Intervention de Jacques Legendre

Réunion du 26 avril 2011 à 14h30
Réforme de la formation des enseignants — Discussion d'une question orale avec débat

Photo de Jacques LegendreJacques Legendre :

Montaigne nous mettait en garde contre la tentation de faire des enfants des « ânes chargés de livres ». C’est un écueil que nous ferions bien d’éviter aussi lorsque nous formons les professeurs. L’excellence académique n’est pas une condition suffisante pour faire de bons professeurs. Les capacités didactiques et pédagogiques doivent être cultivées en parallèle.
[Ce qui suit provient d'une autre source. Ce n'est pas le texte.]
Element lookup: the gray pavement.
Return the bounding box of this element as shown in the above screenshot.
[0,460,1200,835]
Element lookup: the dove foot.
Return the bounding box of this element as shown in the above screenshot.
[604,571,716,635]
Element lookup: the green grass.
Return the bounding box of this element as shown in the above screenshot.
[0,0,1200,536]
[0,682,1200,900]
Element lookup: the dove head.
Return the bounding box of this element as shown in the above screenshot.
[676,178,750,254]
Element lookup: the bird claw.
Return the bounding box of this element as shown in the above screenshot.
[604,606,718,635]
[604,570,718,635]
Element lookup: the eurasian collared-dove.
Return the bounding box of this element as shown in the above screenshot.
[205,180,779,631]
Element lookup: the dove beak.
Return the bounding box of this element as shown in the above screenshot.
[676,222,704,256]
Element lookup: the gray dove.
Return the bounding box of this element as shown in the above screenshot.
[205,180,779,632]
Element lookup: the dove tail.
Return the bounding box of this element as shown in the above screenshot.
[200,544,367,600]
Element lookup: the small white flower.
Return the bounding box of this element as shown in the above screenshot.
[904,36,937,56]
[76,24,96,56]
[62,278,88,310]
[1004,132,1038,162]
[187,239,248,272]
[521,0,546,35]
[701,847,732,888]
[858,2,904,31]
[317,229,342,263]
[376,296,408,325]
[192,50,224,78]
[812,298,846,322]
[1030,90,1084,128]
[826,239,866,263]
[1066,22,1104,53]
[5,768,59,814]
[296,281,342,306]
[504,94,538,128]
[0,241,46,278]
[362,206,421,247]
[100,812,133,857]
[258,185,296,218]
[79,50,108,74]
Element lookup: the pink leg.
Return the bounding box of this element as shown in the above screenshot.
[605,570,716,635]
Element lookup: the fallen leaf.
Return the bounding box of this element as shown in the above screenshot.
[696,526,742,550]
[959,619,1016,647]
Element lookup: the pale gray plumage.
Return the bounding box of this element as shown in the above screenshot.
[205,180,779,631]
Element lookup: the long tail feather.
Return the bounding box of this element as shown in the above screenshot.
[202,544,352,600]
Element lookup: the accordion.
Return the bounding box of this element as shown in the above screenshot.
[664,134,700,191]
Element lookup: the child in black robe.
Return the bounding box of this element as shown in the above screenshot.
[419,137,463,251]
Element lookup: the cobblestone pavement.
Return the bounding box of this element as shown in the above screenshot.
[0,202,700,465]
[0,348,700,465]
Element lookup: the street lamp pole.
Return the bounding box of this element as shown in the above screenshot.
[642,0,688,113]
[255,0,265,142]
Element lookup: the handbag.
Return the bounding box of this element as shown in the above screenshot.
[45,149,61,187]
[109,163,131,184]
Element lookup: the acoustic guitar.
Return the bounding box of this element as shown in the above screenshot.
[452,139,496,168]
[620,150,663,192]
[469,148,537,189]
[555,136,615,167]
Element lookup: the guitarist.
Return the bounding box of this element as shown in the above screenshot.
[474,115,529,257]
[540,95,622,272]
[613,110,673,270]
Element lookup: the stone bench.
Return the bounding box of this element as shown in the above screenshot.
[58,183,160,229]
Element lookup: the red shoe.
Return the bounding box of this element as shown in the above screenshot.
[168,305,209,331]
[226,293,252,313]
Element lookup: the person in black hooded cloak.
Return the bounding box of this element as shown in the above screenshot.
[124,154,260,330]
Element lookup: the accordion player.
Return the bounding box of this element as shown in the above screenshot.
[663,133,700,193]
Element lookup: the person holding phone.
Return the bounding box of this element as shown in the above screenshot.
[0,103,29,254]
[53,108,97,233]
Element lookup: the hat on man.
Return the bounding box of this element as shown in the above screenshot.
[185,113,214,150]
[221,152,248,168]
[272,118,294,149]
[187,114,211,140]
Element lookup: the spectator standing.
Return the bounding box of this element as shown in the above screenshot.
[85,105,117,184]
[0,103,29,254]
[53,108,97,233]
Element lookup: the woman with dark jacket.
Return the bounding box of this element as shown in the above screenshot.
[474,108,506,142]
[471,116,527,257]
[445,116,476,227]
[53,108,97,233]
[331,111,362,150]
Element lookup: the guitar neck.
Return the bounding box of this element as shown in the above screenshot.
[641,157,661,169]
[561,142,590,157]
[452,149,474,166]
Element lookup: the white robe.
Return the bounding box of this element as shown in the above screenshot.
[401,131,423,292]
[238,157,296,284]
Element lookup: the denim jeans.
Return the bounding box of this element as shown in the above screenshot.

C’est particulièrement vrai pour les professeurs des écoles, dont la vocation est généraliste et qui sont en présence d’enfants encore « en jachère ». En l’occurrence, les maquettes des masters devraient peut-être ouvrir une mention spéciale pour l’enseignement en maternelle et en primaire, dont les enjeux sont bien distincts. La Finlande, pour reprendre cet exemple, prévoit déjà des parcours différents selon le niveau d’enseignement.

Si le métier d’enseignant varie entre l’école primaire, le collège et le lycée, il ne diffère pas moins selon les publics auxquels il faut s’adresser. Au sein d’une même classe, les enfants sont très divers, qu’il s’agisse de leur caractère, de leurs dispositions et de leurs résultats. La personnalisation de la pédagogie, désormais inévitable du fait de l’hétérogénéité croissante des élèves, est une des clefs de la réussite de chacun au mieux de ses capacités.

Montaigne en jugeait bien, lorsqu’il exigeait du pédagogue idéal « qu’il est bon qu’il fasse trotter l’enfant devant lui pour juger de son train, et juger jusques à quel point il se doit ravaler pour s’accommoder à sa force. À faute de cette proportion nous gâtons tout ; et de la savoir choisir, et s’y conduire bien mesurément, c’est l’une des plus ardues besognes que je sache, et c’est l’effet d’une haute âme et bien forte que de savoir condescendre à ses allures enfantines et les guider. »

Cette disposition à moduler son enseignement, cette vertu pratique, pour reprendre l’expression d’Aristote, n’est pas quelque chose qui pourrait faire l’objet d’un cours, fût-il de master. Il s’agit bien plutôt d’un savoir-faire acquis empiriquement, en se frottant aux élèves et aux autres enseignants. Les stages prévus aujourd’hui d’observation et en responsabilité devant une classe ne suffisent pas en l’état pour procurer une expérience adéquate aux étudiants. Sans doute faut-il les renforcer en termes d’horaires et d’efficacité du suivi.

Monsieur le ministre, la piste des masters en alternance que vous aviez vous-même lancée est intéressante. Mais plus que sur les stages préalables, il faut surtout porter notre attention sur l’entrée proprement dite dans le métier.

Un des nœuds de la réforme réside dans la qualité de l’accueil et de l’accompagnement des professeurs stagiaires. Sur ce point, la mise en place d’un tutorat assuré par des enseignants expérimentés aux capacités pédagogiques reconnues est une excellente idée.

Néanmoins, les inspections générales ont pointé la mise en place très disparate, selon les rectorats, des dispositifs dits de « formation continuée » lors de la première année d’exercice. Il me paraît important de donner à tous les enseignants stagiaires les mêmes armes, car ce sont les élèves qui pâtiront in fine de l’impréparation de certains de leurs maîtres.

Monsieur le ministre, je ne doute pas que vous partagiez un tel souci et que vous veillerez à garantir la cohérence nationale de la réforme, au-delà des particularités des politiques académiques.

L’échange entre enseignants est essentiel, non seulement lors de la prise de fonctions, mais aussi tout au long de leur carrière. C’est l’instrument essentiel de diffusion des bonnes pratiques et d’élimination des mauvaises. Loin d’être incompatible avec la liberté pédagogique reconnue aux enseignants, il est une des conditions essentielles d’un exercice réfléchi.

Les enseignants ont tout à gagner à s’organiser en réseaux pour croiser leurs expériences. Certains le font déjà. Il est de la responsabilité de l’éducation nationale de soutenir leurs efforts au-delà de la simple réforme de la formation et du recrutement.

À cet égard, il me semblerait très utile de recentrer les missions des corps d’inspection sur le soutien pédagogique et didactique et de renforcer la formation continue des enseignants, aujourd’hui parfois routinière et bureaucratique.

Mes chers collègues, le Président de la République a souhaité que nous rouvrions le débat sur la formation des maîtres. Je pense que c’était en effet utile. De notre discussion libre et large doit ressortir un meilleur module de formation pour les maîtres, condition d’une bonne éducation dans notre pays.